MySQL Bugs: #736: Unexpected exception thrown inside RowDataDynamic.nextRecord()

Bug #736	Unexpected exception thrown inside RowDataDynamic.nextRecord()
Submitted:	26 Jun 2003 14:38	Modified:	29 Jun 2003 13:57
Reporter:	Dan Kroymann	Email Updates:
Status:	Closed	Impact on me:	None
Category:	Connector / J	Severity:	S2 (Serious)
Version:	3.0.8	OS:	Linux (Linux)
Assigned to:	Mark Matthews	CPU Architecture:	Any

Description:
While processing the data in a streaming ResultSet, I occasionally get an unexpected SQLException thrown by ResultSet.next().  The error appears to be generated from within MysqlIO.nextRow(int), however it is caught in RowDataDynamic.nextRecord() and is rethrown as a SQLException.  Unfortunately, the original error has no message so when I finally am able to catch the SQLException, all I can see is this:

java.sql.SQLException: Error trying to fetch row:null
        at com.mysql.jdbc.RowDataDynamic.nextRecord(RowDataDynamic.java:280)
        at com.mysql.jdbc.RowDataDynamic.next(RowDataDynamic.java:244)
        at com.mysql.jdbc.ResultSet.next(ResultSet.java:2418)
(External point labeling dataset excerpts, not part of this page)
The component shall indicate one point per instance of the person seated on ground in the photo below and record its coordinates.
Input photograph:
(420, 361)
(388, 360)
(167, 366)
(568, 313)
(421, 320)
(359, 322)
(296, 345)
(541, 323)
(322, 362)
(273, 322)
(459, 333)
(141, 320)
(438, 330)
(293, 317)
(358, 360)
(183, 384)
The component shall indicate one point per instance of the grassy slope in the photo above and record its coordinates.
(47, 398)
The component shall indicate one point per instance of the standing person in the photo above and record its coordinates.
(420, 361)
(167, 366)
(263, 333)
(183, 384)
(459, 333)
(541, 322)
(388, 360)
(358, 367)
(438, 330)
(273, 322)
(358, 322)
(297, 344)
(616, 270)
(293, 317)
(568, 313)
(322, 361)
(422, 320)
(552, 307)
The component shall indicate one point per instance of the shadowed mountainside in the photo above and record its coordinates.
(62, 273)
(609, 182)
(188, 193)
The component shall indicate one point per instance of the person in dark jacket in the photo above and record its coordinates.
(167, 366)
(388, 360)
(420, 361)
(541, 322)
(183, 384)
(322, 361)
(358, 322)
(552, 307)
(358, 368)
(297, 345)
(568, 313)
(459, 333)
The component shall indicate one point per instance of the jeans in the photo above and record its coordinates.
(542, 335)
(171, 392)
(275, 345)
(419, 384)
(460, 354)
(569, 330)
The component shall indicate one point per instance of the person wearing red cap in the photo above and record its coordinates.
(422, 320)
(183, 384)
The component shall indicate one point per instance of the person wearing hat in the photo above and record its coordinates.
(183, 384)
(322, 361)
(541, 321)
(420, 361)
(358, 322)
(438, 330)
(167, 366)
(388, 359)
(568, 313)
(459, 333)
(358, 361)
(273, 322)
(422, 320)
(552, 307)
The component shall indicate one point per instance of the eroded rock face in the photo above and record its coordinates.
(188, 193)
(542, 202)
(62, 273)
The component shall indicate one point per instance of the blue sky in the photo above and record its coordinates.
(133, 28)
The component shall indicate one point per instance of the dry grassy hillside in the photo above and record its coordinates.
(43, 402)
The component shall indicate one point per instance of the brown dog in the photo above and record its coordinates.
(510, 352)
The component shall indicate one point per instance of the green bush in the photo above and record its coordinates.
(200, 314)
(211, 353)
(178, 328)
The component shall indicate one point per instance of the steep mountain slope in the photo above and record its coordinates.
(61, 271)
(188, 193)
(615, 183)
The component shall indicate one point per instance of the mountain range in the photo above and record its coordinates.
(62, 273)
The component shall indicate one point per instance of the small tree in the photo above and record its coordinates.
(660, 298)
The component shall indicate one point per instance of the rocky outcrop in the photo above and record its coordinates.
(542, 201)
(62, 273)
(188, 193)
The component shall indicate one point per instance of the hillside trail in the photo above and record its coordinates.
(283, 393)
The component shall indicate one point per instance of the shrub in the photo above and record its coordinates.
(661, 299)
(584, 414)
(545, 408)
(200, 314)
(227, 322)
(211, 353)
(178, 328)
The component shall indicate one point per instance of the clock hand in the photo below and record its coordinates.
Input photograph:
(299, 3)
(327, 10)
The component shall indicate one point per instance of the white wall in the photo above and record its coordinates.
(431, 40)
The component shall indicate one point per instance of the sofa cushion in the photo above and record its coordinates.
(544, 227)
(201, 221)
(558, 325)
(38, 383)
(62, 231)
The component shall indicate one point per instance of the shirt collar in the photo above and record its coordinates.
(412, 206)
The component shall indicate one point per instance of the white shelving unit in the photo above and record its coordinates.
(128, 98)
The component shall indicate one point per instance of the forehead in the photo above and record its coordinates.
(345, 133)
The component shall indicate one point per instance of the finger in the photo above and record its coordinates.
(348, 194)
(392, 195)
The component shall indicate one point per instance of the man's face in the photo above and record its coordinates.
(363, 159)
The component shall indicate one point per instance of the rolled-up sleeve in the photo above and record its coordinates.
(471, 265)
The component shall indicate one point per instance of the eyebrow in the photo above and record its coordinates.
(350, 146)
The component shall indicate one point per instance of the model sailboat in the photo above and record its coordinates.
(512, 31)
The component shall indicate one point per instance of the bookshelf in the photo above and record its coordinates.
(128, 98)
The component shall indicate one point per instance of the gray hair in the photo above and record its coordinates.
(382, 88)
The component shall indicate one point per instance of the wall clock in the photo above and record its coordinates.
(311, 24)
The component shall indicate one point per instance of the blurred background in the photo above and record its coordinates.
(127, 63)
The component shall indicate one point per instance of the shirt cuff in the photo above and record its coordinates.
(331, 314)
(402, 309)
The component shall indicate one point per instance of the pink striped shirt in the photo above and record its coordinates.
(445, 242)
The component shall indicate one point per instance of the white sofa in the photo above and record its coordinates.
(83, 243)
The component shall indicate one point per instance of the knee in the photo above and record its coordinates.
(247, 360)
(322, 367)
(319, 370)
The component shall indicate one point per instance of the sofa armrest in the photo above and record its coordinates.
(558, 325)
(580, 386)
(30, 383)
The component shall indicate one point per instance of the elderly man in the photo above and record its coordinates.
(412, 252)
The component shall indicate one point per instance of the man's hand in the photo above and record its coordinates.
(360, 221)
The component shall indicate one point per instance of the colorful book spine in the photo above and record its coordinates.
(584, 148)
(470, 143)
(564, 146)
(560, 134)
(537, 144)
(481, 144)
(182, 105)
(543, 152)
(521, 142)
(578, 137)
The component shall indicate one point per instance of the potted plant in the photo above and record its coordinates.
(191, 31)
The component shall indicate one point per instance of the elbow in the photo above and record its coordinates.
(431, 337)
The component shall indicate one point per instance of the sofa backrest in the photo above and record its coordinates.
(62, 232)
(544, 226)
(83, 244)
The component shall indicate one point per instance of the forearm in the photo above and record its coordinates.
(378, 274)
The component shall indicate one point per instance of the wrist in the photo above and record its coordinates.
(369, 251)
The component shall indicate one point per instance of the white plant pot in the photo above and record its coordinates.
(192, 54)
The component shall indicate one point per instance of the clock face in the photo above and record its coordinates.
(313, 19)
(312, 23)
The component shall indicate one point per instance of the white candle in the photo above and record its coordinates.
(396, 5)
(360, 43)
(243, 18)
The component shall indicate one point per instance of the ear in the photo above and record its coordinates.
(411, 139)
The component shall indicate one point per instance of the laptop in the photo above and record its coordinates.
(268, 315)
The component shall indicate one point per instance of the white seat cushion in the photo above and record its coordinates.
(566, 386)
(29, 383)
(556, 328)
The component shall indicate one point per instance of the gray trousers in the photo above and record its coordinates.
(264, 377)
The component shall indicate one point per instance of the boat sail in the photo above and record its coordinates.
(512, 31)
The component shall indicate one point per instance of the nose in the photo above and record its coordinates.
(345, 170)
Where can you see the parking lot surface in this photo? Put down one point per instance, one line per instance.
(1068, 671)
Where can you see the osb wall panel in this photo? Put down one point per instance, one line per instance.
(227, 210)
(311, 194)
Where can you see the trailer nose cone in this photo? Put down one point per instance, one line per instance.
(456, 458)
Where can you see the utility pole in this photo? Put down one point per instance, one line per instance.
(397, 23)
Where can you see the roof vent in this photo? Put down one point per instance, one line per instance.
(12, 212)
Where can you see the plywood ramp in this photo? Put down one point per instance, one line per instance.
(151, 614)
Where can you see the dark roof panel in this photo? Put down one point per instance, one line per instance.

I have verified that the problem occurs when connecting to both MySQL Server 4.0.13 and 4.1.0

How to repeat:
Create a statement that is "forward only" and "concurrent read only" and has the fetch size set to Integer.MIN_VALUE.  Now that the statement is setup to generate streaming result sets, make a simply query to return a few hundred thousand rows (ie: SELECT * FROM table_name).  Then while looping through calls to ResultSet.next() and processing each row of data, at some point prior to reaching the end of the result set, ResultSet.next() throws this SQLException.

The problem is somewhat sporadic, and is not deterministically repeatable.  I currently have caused the problem to occur numerous times while connecting to a database on the localhost, but I have not yet tried to recreate the problem from a remote host.

I've fixed the error message for 3.0.9 and 3.1.1 to be more specific on what might cause this exception. Your e-mail outside of this ticket indicated that the problem itself was your program logic.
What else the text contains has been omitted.